Infatti la teorizzazione di Dilthey (1883 Introduzione alle scienze dello spirito) prende le mosse dalla fondamentale distinzione tra scienze umane e scienze della natura: le prime hanno come oggetto di indagine l’uomo nei suoi rapporti sociali, le seconde studiano un complesso di fenomeni esterni all’uomo. Il rapporto che si viene quindi a stabilire fra il soggetto e l’oggetto dei due ambiti di ricerca è sostanzialmente diverso e conduce perciò a due atteggiamenti altrettanto differenti: mentre il rapporto con la natura è un rapporto tra elementi estranei, quello con il mondo umano è un rapporto immediato in cui il soggetto conoscente ne è parte integrante. La conoscenza dei processi naturali avviene attraverso la percezione di dati esterni, al contrario, la comprensione degli altri uomini è data dall’esperienza interna senza alcuna mediazione concettuale. Questa esperienza interna, che poi è quella con la quale l’uomo coglie se stesso è definita da Dilthey Erlebnis (esperienza vissuta, coscienza immediata di uno stato interiore) e costituisce la “fonte” della comprensione quale mezzo conoscitivo delle scienze umane.
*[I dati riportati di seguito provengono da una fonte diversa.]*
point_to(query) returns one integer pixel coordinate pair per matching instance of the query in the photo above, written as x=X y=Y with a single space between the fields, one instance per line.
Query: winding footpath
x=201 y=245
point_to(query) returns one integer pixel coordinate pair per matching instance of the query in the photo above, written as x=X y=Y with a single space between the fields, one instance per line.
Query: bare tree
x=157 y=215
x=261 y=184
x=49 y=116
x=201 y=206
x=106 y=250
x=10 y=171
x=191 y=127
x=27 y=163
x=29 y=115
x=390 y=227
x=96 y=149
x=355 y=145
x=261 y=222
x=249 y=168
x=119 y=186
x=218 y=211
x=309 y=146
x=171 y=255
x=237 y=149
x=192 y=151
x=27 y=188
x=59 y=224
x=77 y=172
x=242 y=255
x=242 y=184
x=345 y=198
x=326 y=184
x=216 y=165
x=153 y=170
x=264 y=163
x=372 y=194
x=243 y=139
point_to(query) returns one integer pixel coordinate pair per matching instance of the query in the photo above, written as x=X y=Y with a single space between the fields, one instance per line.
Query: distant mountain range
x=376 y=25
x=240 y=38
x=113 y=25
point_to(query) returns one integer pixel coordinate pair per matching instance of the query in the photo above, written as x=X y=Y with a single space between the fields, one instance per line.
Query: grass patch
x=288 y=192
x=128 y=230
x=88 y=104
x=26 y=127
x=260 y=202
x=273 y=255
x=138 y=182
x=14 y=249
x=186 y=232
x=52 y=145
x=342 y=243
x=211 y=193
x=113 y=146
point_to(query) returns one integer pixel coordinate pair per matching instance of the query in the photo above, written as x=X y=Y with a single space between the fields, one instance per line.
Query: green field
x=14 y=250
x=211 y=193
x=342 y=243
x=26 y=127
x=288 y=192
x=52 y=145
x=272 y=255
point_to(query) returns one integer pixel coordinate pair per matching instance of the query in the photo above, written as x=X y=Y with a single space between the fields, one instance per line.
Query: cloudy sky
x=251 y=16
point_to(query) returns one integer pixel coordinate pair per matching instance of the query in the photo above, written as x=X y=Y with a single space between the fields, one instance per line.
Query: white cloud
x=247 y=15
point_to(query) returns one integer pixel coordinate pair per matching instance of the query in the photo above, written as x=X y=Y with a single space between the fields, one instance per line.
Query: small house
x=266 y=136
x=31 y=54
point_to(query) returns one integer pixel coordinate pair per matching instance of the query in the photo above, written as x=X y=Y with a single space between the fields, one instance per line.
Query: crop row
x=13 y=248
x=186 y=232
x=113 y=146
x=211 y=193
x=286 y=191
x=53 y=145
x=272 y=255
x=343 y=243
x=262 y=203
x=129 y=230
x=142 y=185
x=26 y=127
Questa distinzione è stata ripresa in seguito da Jaspers (1913 Psicopatologia Generale Tr. it., Il Pensiero Scientifico, Roma, 1964) in ambito psicopatologico per descrivere quel metodo conoscitivo che permetterebbe allo psicopatologo di comprendere empaticamente il paziente senza compiere alcuna interpolazione: «Quando nella nostra comprensione i contenuti dei pensieri appaiono derivare con evidenza gli uni dagli altri, secondo le regole della logica, allora comprendiamo queste relazioni razionalmente (comprensione di ciò che è stato detto); quando invece comprendiamo i contenuti delle idee come scaturiti da stati d’animo, desideri e timori di chi pensa, allora comprendiamo veramente in modo psicologico o empatico (comprensione dell’individuo che parla)».

L’empatia nel movimento fenomenologico

Il tema dell’empatia risulta centrale nel pensiero di Husserl laddove il filosofo rende oggetto delle sue analisi fenomenologiche la costituzione del  rapporto del soggetto con i suoi simili. Il quesito che si pone l’Autore è banale e complesso a un tempo: <<in che modo io ho esperienza degli altri? Cosa accade quando incontro un altro soggetto diverso da me? Su quali basi avviene questo incontro?>> La risposta è data su due piani di analisi differenti: il primo è quello che considera l’altro una mera cosa naturale, cosa fra le cose, e come tale oggetto delle scienze della natura; l’altro piano offre una modalità di analisi diversa che rispetta l’esistenza autonoma e propria di soggetti-io che condividono con me un “mondo circostante comune”[3] e come tali sono in relazione con oggetti con i quali anch’io sono in relazione. “Ogni io può diventare, per sé e per altri […] soltanto quando la comprensione stabilisce la sua relazione con un mondo circostante comune”[4]. Secondo questa lettura l’uomo vive più negli altri che in se stesso, più nella collettività che come singolo individuo, ragion per cui buona parte delle componenti di fondo che sono alla base della struttura comunicativa hanno la loro radice nell’originaria capacità comprensiva.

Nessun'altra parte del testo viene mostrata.